SAN QUENTIN, Calif., Nov. 30 - Stanley Tookie Williams, once a leader of a notorious street gang and now perhaps the nation's most prominent death row inmate, leaned over a small wooden table in a cramped visiting cell here and tried to explain what he used to be and what he has become.
"I have a despicable background," Mr. Williams said. "I was a criminal. I was a co-founder of the Crips. I was a nihilist."
"But people forget," he added, chewing on a turkey sandwich, "that redemption is tailor-made for the wretched."
All that stands between Mr. Williams and his execution, set for Dec. 13, is the possibility that Gov. Arnold Schwarzenegger will commute his sentence to life in prison after a clemency hearing next week.
Such commutations used to be common in the United States, granted in 20 percent to 25 percent of all death sentences reviewed by governors in the first half of the last century. With the exception of a few cases in which departing governors with misgivings about the death penalty granted wholesale clemency to condemned inmates, commutations have become rare. No condemned prisoner has been spared in California since 1967.
Governors once considered the commutation of a death sentence to be an act of mercy or grace. In recent years, though, they have tended to act only to correct errors in the judicial system and, occasionally, to take account of mental illness or retardation.
When Gov. Mark R. Warner of Virginia spared Robin Lovitt's life on Tuesday, for instance, he said that he was acting "to reaffirm public confidence in our justice system." The execution could not proceed, he said, because potentially exculpatory DNA evidence had been destroyed.
Mr.

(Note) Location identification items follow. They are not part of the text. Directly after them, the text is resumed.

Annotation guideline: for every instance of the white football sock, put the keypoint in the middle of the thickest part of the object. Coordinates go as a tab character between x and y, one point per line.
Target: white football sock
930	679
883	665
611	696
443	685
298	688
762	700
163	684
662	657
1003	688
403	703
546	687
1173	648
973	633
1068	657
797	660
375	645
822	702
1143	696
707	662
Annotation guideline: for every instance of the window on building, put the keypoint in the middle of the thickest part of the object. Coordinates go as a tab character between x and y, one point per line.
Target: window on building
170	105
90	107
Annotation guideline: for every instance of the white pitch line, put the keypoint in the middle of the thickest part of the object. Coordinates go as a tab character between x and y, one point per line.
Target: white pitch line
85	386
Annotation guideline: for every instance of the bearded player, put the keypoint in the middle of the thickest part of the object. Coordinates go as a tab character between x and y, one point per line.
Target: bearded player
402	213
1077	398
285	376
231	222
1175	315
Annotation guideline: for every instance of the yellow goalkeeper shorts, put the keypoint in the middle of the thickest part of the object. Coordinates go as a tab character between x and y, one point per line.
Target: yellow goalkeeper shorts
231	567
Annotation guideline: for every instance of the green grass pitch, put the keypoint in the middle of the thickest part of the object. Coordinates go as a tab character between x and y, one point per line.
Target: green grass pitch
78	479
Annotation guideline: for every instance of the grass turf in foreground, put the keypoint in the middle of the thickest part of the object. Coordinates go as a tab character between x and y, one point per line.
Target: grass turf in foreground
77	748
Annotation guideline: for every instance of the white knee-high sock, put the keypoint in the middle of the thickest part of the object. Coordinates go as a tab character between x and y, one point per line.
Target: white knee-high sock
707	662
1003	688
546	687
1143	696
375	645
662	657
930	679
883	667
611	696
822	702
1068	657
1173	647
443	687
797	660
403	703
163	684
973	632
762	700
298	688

Williams's basic claim is different. Although he says he is innocent of the four 1979 murders that sent him to death row in 1981, his lawyers base their request for clemency on the good that Mr. Williams has done during his years in prison.
He is an author of children's books, a memoir and the Tookie Peace Protocol, a set of fill-in the-blanks forms for rival gangs wishing to declare a truce. He gives lectures to youth groups by telephone. His supporters have nominated him for the Nobel Prize, for both literature and peace.
Mr. Schwarzenegger must decide in Mr. Williams's case whether clemency means something more than additional scrutiny of the evidence presented in court or whether it should also take account of the progress of a prisoner's life in the years following a death sentence.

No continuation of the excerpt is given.